The ship, which is part of TransOceanic Wind Transport (TOWT), transports organic and biodynamic wines from France to England. It will return across the English Channel with Cornish ales.

TOWT has been operating for five years and believes exporting by sailing boat is economically viable and does not damage the wine.

TOWT’s ships are carbon dioxide-free, in contrast to large container ships that burn fuel.

The founder of TOWT, Guillaume Le Grand, told Decanter.com that it is important for the wines to be stored carefully.

‘We’ve never broken a bottle in five years and we make sure every detail is looked after. They can be strapped with plywood so they don’t move.

‘In terms of temperature, the wines are stored in the cargo hold, mostly under the waterline where the temperature is approximately that of the sea, which is cool enough for the wines.’

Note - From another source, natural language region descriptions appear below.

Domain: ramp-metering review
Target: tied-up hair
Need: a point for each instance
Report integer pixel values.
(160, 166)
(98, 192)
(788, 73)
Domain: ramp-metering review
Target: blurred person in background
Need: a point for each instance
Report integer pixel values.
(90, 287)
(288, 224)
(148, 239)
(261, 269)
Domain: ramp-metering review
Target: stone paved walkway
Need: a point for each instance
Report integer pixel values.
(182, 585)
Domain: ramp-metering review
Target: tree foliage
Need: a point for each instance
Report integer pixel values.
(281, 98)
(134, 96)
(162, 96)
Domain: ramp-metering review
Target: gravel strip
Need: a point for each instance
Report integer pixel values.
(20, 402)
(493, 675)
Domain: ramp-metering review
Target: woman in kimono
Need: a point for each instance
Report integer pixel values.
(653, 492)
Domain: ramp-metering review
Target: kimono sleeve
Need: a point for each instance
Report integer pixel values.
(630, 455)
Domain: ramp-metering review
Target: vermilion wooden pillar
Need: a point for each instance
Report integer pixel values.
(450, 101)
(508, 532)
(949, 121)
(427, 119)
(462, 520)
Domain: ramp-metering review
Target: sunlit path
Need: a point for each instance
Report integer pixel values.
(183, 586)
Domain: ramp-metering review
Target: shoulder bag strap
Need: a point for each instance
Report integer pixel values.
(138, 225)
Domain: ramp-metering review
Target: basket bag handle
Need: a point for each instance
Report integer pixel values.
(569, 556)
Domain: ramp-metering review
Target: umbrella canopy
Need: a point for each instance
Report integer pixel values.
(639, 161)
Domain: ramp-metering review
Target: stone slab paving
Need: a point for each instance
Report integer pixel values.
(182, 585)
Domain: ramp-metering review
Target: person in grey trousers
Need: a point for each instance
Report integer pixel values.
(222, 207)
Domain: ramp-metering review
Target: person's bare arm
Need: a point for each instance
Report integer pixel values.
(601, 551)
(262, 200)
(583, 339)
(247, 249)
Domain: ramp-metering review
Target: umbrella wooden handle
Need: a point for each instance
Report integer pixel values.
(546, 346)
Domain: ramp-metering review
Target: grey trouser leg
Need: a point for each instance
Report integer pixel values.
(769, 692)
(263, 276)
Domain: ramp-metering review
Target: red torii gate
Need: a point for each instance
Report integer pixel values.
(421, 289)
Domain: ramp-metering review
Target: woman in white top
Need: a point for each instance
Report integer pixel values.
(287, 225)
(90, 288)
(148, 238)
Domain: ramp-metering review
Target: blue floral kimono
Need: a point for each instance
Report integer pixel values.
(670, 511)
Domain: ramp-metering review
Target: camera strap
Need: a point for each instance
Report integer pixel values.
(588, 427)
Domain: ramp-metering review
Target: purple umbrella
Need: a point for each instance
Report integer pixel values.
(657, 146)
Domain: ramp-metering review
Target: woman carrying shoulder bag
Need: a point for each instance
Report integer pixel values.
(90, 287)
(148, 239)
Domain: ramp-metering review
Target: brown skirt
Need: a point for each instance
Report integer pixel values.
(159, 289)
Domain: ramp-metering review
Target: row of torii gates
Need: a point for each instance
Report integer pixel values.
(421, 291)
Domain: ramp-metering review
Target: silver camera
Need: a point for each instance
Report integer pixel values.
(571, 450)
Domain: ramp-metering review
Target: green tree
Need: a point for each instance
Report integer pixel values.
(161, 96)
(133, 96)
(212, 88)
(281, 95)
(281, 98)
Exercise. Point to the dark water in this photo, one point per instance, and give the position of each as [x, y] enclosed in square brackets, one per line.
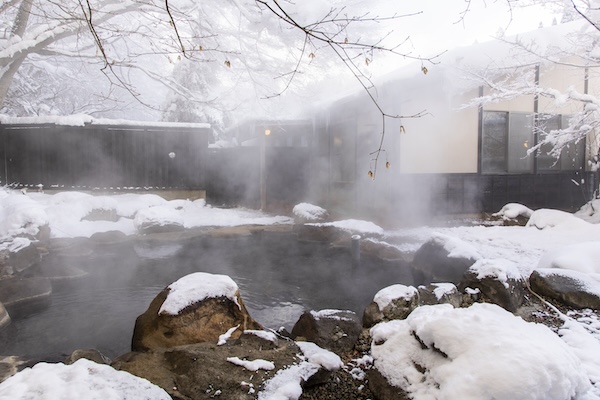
[279, 277]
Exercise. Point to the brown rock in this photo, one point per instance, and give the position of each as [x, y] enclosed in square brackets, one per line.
[4, 316]
[90, 354]
[202, 370]
[203, 321]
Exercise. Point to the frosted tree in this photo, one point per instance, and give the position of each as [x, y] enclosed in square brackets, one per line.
[136, 44]
[579, 51]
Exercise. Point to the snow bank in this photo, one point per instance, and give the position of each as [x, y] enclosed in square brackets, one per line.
[547, 218]
[254, 365]
[158, 216]
[286, 384]
[319, 356]
[582, 257]
[456, 247]
[309, 212]
[513, 210]
[83, 119]
[388, 294]
[585, 282]
[82, 380]
[354, 226]
[197, 287]
[480, 352]
[440, 289]
[65, 212]
[499, 269]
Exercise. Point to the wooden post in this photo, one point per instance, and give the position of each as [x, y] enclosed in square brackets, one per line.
[263, 170]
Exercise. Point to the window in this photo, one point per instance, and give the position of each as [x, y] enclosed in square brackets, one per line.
[571, 158]
[506, 137]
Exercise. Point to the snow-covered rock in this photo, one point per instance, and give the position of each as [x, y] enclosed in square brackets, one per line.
[443, 258]
[334, 330]
[481, 352]
[83, 379]
[198, 308]
[572, 288]
[590, 211]
[499, 280]
[513, 211]
[582, 257]
[306, 212]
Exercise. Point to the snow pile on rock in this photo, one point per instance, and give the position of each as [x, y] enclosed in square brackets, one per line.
[197, 287]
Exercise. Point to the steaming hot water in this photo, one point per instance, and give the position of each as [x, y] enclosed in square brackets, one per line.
[279, 278]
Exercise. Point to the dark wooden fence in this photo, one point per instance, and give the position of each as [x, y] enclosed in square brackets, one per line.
[235, 177]
[104, 156]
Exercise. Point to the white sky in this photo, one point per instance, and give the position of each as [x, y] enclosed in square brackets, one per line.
[440, 26]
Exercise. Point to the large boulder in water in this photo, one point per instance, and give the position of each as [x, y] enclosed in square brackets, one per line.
[199, 307]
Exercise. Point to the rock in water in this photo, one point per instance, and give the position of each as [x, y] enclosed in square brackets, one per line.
[334, 330]
[198, 308]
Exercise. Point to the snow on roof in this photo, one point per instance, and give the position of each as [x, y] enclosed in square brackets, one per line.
[83, 119]
[83, 379]
[480, 352]
[582, 257]
[500, 269]
[353, 225]
[197, 287]
[388, 294]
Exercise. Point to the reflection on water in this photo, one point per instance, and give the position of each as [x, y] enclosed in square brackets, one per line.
[279, 277]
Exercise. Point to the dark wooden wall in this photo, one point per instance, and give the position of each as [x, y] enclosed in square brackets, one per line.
[103, 156]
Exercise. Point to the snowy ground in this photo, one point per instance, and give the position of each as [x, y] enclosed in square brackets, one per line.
[482, 352]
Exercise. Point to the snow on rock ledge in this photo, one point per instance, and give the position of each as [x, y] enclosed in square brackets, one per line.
[82, 380]
[481, 352]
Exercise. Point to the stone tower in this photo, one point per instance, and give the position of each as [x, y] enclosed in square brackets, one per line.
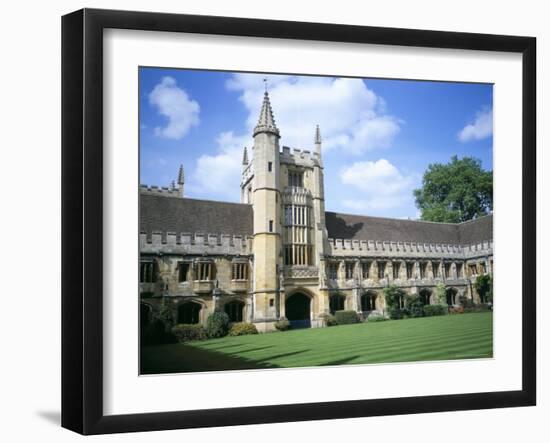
[267, 227]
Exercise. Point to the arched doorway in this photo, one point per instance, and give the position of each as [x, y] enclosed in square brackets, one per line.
[298, 310]
[368, 301]
[337, 302]
[451, 295]
[145, 315]
[425, 295]
[234, 310]
[189, 313]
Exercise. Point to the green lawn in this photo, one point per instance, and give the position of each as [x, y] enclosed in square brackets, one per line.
[430, 338]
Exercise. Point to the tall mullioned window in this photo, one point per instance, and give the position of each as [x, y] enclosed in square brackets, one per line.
[333, 271]
[381, 269]
[297, 235]
[205, 271]
[147, 272]
[239, 271]
[410, 269]
[349, 270]
[423, 266]
[366, 266]
[396, 266]
[183, 271]
[296, 179]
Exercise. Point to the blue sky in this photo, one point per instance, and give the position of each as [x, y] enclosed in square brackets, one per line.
[379, 135]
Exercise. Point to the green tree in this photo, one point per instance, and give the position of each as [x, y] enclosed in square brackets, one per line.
[455, 192]
[484, 287]
[395, 299]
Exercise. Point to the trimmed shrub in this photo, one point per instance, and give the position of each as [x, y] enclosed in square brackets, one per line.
[481, 307]
[243, 329]
[155, 334]
[415, 306]
[396, 313]
[282, 325]
[328, 319]
[346, 317]
[184, 332]
[465, 302]
[217, 325]
[433, 310]
[375, 317]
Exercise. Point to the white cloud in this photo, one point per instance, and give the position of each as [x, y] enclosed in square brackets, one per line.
[380, 184]
[351, 116]
[175, 104]
[218, 176]
[481, 128]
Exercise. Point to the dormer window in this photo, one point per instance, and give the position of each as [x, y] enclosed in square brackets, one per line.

Le Grand, who has a degree in sustainable development, energy and the environment, said that some people claim transporting wines by sail can alter their taste.

‘Traders noted the long-transported wines had a different taste. They were more rounded.’

He added, ‘The energy of “travelling wines” is also noticeable, which is important to those who believe in biodynamics.’

The produce, transported by ships working with TOWT, is branded with the ‘Transporté à la voile’ sticker that allows purchasers to track the wines on their journey via a unique code.